The peptide bond has two resonance forms that contribute some double-bond character and inhibit rotation around its axis, so that the alpha carbons are roughly coplanar. The other two dihedral angles in the peptide bond determine the local shape assumed by the protein backbone. The end of the protein with a free carboxyl group is known as the C-terminus or carboxy terminus, whereas the end with a free amino group is known as the N-terminus or amino terminus. The words protein, polypeptide, and peptide are a little ambiguous and can overlap in meaning. Protein is generally used to refer to the complete biological molecule in a stable conformation, whereas peptide is generally reserved for a short amino acid oligomers often lacking a stable three-dimensional structure. However, the boundary between the two is not well defined and usually lies near 20–30 residues. Polypeptide can refer to any single linear chain of amino acids, usually regardless of length, but often implies an absence of a defined conformation.

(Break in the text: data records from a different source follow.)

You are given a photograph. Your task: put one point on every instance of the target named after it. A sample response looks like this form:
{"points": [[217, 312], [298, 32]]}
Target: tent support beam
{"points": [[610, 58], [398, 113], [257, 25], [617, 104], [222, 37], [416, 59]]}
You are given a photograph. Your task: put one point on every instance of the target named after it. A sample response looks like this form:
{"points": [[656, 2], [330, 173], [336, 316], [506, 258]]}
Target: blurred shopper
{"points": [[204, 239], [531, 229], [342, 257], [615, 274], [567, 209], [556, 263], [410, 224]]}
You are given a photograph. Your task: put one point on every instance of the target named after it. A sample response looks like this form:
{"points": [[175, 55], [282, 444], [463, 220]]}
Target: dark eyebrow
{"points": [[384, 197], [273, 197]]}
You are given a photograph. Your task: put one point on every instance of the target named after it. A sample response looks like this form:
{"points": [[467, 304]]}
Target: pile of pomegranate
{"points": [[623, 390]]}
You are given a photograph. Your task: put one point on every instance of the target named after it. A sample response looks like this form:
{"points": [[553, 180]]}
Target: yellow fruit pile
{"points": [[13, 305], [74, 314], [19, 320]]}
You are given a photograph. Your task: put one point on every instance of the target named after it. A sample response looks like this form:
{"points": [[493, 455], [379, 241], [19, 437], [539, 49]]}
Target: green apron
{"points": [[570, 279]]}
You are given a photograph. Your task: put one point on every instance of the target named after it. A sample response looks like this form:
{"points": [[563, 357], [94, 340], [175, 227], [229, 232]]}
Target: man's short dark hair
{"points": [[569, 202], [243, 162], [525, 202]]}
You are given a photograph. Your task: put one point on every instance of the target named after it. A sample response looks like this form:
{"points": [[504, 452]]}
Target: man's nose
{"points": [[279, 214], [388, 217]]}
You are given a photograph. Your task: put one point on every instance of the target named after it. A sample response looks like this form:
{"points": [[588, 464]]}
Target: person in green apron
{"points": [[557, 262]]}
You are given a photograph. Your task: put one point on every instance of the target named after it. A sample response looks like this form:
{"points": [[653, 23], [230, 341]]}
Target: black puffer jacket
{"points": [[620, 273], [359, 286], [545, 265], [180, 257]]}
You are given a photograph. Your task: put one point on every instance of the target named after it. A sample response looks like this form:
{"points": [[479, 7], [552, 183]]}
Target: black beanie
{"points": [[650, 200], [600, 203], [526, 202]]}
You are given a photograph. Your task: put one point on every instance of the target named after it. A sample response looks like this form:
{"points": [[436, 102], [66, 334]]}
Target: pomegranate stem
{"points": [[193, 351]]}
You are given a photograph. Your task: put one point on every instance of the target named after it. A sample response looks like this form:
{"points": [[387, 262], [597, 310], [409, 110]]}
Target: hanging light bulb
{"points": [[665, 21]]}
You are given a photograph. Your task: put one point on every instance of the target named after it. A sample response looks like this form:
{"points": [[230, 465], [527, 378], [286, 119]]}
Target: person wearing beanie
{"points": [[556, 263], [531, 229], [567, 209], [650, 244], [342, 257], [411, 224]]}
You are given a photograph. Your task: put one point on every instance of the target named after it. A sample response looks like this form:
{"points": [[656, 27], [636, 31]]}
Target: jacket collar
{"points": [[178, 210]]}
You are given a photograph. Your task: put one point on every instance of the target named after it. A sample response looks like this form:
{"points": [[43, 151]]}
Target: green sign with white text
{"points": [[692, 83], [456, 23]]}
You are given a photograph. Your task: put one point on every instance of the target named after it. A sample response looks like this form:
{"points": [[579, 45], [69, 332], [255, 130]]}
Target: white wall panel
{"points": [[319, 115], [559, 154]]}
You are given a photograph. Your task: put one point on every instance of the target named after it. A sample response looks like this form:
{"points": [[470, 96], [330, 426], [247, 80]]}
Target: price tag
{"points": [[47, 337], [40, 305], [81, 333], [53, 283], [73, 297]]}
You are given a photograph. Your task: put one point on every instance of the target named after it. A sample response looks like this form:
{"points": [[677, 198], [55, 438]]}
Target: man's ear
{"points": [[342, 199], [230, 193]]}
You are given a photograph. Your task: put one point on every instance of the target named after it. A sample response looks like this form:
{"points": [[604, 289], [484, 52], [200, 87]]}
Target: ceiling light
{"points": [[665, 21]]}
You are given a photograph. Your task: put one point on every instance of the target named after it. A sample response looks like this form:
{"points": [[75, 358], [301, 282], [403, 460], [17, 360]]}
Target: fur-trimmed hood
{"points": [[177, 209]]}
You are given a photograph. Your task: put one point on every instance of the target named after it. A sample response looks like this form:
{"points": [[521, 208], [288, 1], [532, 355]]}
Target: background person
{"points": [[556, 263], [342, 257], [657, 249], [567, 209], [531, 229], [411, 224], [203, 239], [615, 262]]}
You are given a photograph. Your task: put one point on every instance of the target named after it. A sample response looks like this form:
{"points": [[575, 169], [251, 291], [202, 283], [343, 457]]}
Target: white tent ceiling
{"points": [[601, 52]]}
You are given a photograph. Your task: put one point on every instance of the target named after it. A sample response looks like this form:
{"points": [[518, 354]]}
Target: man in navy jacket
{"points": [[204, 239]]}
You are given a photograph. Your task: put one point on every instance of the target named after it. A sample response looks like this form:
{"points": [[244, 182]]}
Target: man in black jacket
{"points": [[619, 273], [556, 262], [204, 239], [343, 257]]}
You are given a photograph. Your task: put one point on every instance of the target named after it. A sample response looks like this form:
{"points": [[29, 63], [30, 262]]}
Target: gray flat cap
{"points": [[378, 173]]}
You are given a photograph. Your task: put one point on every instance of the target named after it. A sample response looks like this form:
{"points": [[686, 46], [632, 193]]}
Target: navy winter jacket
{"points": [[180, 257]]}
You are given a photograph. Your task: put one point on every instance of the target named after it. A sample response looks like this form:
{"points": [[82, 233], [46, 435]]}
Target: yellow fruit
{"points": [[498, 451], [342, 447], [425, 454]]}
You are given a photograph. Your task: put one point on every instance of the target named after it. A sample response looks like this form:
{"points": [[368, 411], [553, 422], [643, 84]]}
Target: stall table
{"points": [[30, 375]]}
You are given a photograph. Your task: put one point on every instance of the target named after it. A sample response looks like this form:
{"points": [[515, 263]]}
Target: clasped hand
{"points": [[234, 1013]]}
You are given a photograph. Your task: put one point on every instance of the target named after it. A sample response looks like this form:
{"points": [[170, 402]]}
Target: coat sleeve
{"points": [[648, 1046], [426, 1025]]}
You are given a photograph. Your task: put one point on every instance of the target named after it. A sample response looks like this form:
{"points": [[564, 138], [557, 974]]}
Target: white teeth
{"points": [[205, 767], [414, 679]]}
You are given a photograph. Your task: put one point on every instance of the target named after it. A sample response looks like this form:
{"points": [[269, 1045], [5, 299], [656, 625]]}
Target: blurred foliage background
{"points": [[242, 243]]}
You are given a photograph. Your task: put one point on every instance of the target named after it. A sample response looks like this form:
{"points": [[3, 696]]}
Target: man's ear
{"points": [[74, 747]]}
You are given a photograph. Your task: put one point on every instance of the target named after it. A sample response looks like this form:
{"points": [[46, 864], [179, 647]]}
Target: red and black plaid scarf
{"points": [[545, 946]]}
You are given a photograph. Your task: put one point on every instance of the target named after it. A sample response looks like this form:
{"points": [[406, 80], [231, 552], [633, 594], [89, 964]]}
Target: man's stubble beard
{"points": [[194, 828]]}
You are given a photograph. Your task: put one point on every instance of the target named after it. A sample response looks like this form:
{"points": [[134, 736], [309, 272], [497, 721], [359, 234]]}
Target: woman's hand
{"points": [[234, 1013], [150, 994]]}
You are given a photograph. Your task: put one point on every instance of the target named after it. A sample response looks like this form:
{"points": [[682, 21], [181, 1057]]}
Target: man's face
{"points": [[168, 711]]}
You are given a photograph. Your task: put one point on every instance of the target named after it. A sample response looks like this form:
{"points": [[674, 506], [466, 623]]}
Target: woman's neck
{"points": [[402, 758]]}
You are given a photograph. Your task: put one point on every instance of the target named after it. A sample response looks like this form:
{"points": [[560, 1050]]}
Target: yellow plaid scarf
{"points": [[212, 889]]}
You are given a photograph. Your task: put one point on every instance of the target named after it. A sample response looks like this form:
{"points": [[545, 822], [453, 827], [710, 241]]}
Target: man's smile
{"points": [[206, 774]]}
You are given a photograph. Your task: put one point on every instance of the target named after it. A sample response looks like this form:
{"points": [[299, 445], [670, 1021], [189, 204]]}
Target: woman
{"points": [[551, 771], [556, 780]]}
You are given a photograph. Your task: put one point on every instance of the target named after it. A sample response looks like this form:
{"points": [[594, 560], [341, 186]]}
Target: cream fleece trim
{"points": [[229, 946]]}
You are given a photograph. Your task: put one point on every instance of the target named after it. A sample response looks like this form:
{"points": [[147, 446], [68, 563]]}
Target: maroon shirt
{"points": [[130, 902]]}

The process of synthesizing a protein from an mRNA template is known as translation. The mRNA is loaded onto the ribosome and is read three nucleotides at a time by matching each codon to its base pairing anticodon located on a transfer RNA molecule, which carries the amino acid corresponding to the codon it recognizes. The enzyme aminoacyl tRNA synthetase «charges» the tRNA molecules with the correct amino acids. The growing polypeptide is often termed the nascent chain. Proteins are always biosynthesized from N-terminus to C-terminus.